Has anyone been able to duplicate this issue? Thanks, Craige

Hi Craige, I test it in my lab(non resource forest), and the same result as yours. You can add the Domain local group to the Manage Full access permissions wizard in Exchange 2010 RTM. You cannot do it in Exchange 2010 SP1. But suggest you convert customized non-universal groups to universal ones in Exchange 2010 organization.Please remember to click Mark as Answer on the post that helps you, and to click Unmark as Answer if a marked post does not actually answer your question. This can be beneficial to other community members reading the thread.

Has that functionality been intentionally taken out of the SP1 code, or is Microsoft considering this to be a bug? The only way we have been able to successfully grant full access or send as permissions to users is with the domain local groups, because they are using their AD accounts in the user forest to authenticate to Exchange. About 98% of our users have linked mailboxes. Doesn't make sense to me that you can add the DL groups in the Send As wizard, but not in the Full Access Permissions wizard....You'd think if this was a feature the developers were taking away from the GUI, they would do it across the board and not leave the functionality there in one of the wizards.

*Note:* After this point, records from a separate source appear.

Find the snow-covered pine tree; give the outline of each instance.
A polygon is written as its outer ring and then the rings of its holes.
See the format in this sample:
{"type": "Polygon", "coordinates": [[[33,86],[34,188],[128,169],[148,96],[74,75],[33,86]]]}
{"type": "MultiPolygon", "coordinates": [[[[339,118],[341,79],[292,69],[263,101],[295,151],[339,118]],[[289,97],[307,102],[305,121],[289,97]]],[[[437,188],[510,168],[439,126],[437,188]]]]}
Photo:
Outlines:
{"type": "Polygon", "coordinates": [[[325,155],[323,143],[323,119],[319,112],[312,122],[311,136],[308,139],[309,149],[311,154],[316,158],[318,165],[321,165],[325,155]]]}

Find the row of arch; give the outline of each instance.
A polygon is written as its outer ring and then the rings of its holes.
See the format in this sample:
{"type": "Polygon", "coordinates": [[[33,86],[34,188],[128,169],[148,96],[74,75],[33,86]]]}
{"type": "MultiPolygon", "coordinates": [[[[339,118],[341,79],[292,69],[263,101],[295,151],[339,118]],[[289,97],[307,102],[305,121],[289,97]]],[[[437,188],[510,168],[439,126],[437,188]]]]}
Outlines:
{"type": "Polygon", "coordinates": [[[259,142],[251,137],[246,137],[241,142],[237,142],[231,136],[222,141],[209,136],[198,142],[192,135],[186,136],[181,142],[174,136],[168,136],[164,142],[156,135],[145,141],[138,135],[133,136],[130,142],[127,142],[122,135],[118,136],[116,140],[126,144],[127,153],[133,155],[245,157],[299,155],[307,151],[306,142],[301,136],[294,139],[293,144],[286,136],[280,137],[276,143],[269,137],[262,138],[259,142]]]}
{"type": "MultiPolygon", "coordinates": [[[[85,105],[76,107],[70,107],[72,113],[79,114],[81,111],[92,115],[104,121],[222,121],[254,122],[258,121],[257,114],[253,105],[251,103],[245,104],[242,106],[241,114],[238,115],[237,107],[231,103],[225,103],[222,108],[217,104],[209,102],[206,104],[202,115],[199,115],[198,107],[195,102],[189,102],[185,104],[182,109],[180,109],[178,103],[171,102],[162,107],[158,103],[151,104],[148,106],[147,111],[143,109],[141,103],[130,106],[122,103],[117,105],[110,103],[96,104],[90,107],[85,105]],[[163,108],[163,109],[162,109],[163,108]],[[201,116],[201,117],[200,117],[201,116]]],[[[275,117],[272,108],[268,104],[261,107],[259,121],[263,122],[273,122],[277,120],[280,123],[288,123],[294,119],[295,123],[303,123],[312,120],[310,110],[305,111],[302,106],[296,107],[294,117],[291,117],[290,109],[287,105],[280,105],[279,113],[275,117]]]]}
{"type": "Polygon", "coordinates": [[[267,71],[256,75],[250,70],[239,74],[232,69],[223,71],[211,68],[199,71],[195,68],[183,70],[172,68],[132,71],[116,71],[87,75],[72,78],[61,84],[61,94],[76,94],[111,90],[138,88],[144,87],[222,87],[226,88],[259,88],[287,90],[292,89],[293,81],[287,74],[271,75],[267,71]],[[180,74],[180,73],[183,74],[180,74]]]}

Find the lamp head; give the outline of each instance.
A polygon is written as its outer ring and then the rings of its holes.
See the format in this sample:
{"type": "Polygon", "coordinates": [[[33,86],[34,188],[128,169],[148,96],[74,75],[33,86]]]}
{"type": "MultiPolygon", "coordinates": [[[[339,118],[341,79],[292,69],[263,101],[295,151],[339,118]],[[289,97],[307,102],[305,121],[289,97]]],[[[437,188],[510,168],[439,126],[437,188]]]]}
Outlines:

Can anyone at Microsoft confirm if this is a bug or if it was intentionally left out of the SP1 code? Converting the groups as you suggest doesn't solve the problem - we need the domain local groups to grant the access to customer service mailboxes for ID's in the user forest because that's where the bulk of the credentials reside. If we can't see the groups as we were previously able to, then the full access permissions wizard is useless. Not everyone performing an admin role here is powershell savvy, so I need to make it as simple as possible for everyone who needs to do this.

Can anyone at Microsoft speak to whether or not this is a bug or intentional? We are still using the shell as a workaround, but would like to know if this will be fixed in a future rollup update.

Hi - several months have passed, and we just updated to Rollup Update 4v2 for Exchange 2010 SP1. The issue still persists. You can select the domain local groups in the Manage Send As wizard, but not in the Manage Full Access wizard. Are there any plans on fixing this issue anytime in the near future? I can run a command from Powershell to add a domain local group for full access, but it is ridiculous that you'd have to do that as a workaround for lost functionality in one wizard, and still retain the ability to choose a group in the send as wizard.

Have found this to be an issue also in a resource forest. How can one not use the native EMC tool to effectively delegate in a RBAC scenario? i.e. grant help desk permission to manage shared mailboxes. It is possible to use PS but the shell is not for everyone and this means moving away from the EMC entirely as one tool can't provide help desk with the functionality they need. Granting access to a shared mailbox should not be a sys admin function. Can nobody at Microsoft confirm what happened here?